SOURCE: AL-FANAR MEDIA
BY: LYNX QUALEY
With camps canceled and other activities for children limited this summer, many work-at-home parents are eagerly seeking ways to occupy the kids and maybe inject a little learning into the long hot days.
There are thousands of English-language options in reading, science, math, and history available for young people. Unfortunately, there is far less available in Arabic or about Arab culture. The options have been growing, though, particularly in the past few months since the coronavirus shutdowns began.
Below are a few resources for busy parents, sorted by approximate age group.
Ages 3 to 6
Short videos: Reading, singing, and crafts
In the past few months, a number of short videos targeted at the youngest readers have appeared online.
First, the United Arab Emirates’ Board on Books for Young People (UAEBBY) has been hosting wonderful five- to six-minute readings from acclaimed children’s book authors on Instagram. The program features readings from award-winning authors such as Abeer Al Taher, Rania Zbib Daher, Samar Mahfouz Barraj, and Taghreed Najjar. The videos are short and fun: Abeer Al Taher, for instance, reads from her award-winning A Very Naughty Cat alongside her own naughty cat. The readings can be found at instagram.com/uaebby. All of them are in Arabic.
Since she arrived in London at the end of 2012, the Syrian picture-book author and illustrator Nadine Kaadan has done frequent events in English and Arabic. She is the author of several award-winning picture books, including Answer Me, Leila; Tomorrow; and The Jasmine Sneeze. Recently, the Mosaic Rooms e-hosted Kaadan for activities around her book Answer Me, Leila, which she translated to English. Kaadan also included an art activity for young readers.
Small children will also enjoy Kaadan’s online readings of her English-language picture book The Jasmine Sneeze and the English translation of her book Tomorrow, about a boy named Yazan who can’t leave his home because of the war in Syria, and how he comes to terms with a life indoors. Kaadan’s publisher also has helped create a free guided-reading resource filled with activities to accompany the book.

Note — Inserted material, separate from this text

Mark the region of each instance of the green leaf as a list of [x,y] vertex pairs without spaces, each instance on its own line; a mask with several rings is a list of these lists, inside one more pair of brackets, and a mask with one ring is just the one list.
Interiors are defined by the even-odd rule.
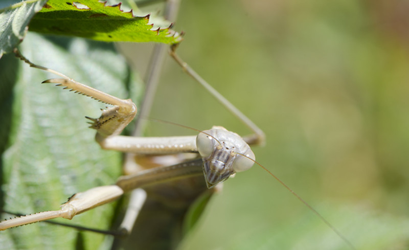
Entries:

Another great resource for little readers is the Jordanian publishing house Al Salwa Books. It has posted on YouTube a number of short readings, crafts and nursery rhymes as companions to its picture books. These include videos to go with the publisher’s popular Arabic Nursery Rhymes series.
Online reading games
For the youngest emerging readers, Sesame World has a handful of videos, activities and reading games available free online.
Book-subscription services are an excellent option for parents who don’t have access to an Arabic-language library and don’t know where to begin with creating an Arabic picture-book collection.
The “ArabiKids” service delivers curated Arabic books each month along with bookmarks, activity sheets, and other small surprises. It offers two services: a “Little Kids Box” for ages 3+, and a “Big Kids Box” for readers 6+.
The “Arabic Book a Month” club also delivers books monthly. Parents have the option of choosing books for readers ages 0-3, 4-8, 9-12, or “mixed ages.”
Free books online
Although not as satisfying as holding a picture book, the International Children’s Digital Library posts online children’s books in dozens of languages. The Arabic collection includes books inspired by the Egyptian TV show Bakkar as well as a few contemporary classics, such as Fatima Sharafeddine’s I’m Not Afraid, illustrated by Lena Merhej.